3 Replies Latest reply on Aug 5, 2013 5:17 AM by mikebeargie

    Insert from URL results different from Web Viewer content?

    calexmac

      I have found that the html data returned by Insert from URL is different from the content of a web viewer (accessed by GetLayoutObjectAttribute and "content").

       

      The differences are small for the web site i am looking at:

      - of ~2k lines of html, the web viewer has ~20 additional lines of data

      - the additional data seems to be associated with code for scripts (tho other script data is included elsewhere).

       

      Of course there is a difference in a clock timestamp because the two script commands are executing about 1 second apart, but that is not the concern.

       

      Any thoughts on why Insert from URL would NOT get/include everything that the web viewer needs to display?

       

      tx

      C

        • 1. Re: Insert from URL results different from Web Viewer content?
          mikebeargie

          Insert From URL is supposed to fully render the content of the target URL into memory before it writes it into your target field. Scraping the web viewer via GetLayoutObjectAttribute though does not wait for all loading to complete.

           

          Based on a page rendering ~2,000 lines of code, I'd say the .01% difference is based on the context differences between the two functions. I'm fairly certain that their base functionality is not the same, and Insert From URL has nothing to do with the webviewer object as far as I know.

           

          If the page you are comparing has dynamic header content that is being rendered based on the requesting client (IE from a CMS, or other framework), then it could explain the difference you are seeing.

           

          I can confirm though I've seen this difference before, and since 12, I've almost exclusively favored Insert From URL for more accurate web scraping results.

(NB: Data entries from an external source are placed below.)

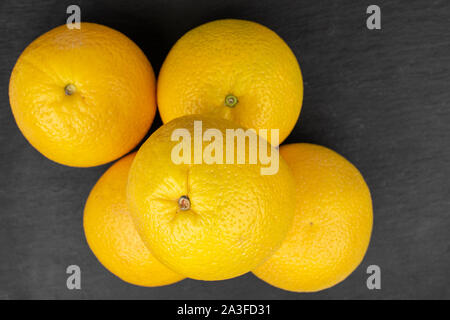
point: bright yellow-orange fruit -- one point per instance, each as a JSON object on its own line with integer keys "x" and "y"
{"x": 208, "y": 221}
{"x": 332, "y": 223}
{"x": 83, "y": 97}
{"x": 111, "y": 234}
{"x": 236, "y": 69}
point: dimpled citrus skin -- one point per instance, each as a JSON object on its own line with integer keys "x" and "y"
{"x": 237, "y": 218}
{"x": 237, "y": 57}
{"x": 109, "y": 112}
{"x": 332, "y": 223}
{"x": 111, "y": 234}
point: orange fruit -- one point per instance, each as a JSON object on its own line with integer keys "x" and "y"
{"x": 332, "y": 223}
{"x": 83, "y": 97}
{"x": 208, "y": 221}
{"x": 111, "y": 234}
{"x": 235, "y": 69}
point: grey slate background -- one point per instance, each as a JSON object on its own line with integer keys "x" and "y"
{"x": 380, "y": 98}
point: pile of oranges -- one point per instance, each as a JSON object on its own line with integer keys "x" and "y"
{"x": 85, "y": 97}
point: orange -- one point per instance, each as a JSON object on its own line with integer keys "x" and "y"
{"x": 83, "y": 97}
{"x": 111, "y": 234}
{"x": 208, "y": 221}
{"x": 235, "y": 69}
{"x": 332, "y": 223}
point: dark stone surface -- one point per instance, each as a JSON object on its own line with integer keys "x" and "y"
{"x": 380, "y": 98}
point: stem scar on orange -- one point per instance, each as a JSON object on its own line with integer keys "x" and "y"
{"x": 83, "y": 97}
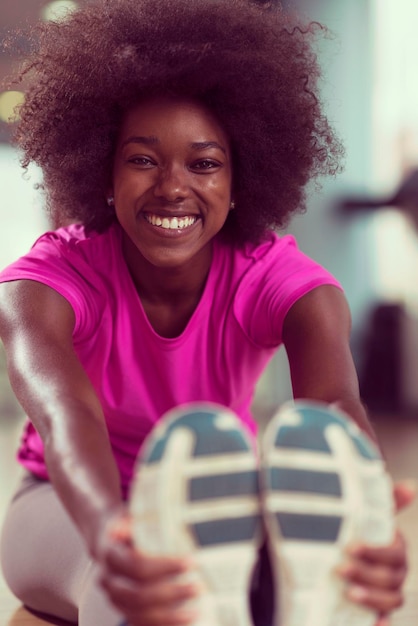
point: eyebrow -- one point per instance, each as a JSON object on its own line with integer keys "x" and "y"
{"x": 152, "y": 140}
{"x": 149, "y": 141}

          1 of 1 people found this helpful
          • 2. Re: Insert from URL results different from Web Viewer content?
            calexmac

            Mike

             

            I have been careful to check for a complete load before scraping the web viewer with GetLayoutObject.  And indeed the difference I observe is fairly high up in the html stream, ~line 125.

            I suspect you are correct in identifying the context differences of the two functions as the cause.

            It is certainly true that there is dynamic content on the page I am looking at.

             

            Tx for your thoughts.

             

            rgds

            C

            • 3. Re: Insert from URL results different from Web Viewer content?
              mikebeargie

              Most people scrape between the body tags, you might want to run a difference comparison to see if that section's different between the two. Or is there a reason you need to scrape out of the header?

               

              I would compare what I need out of the code result, rather than focus on the differences. Stuff like that can drive you up the wall and have no real impact on what you're trying to do. (we've ALL been there too).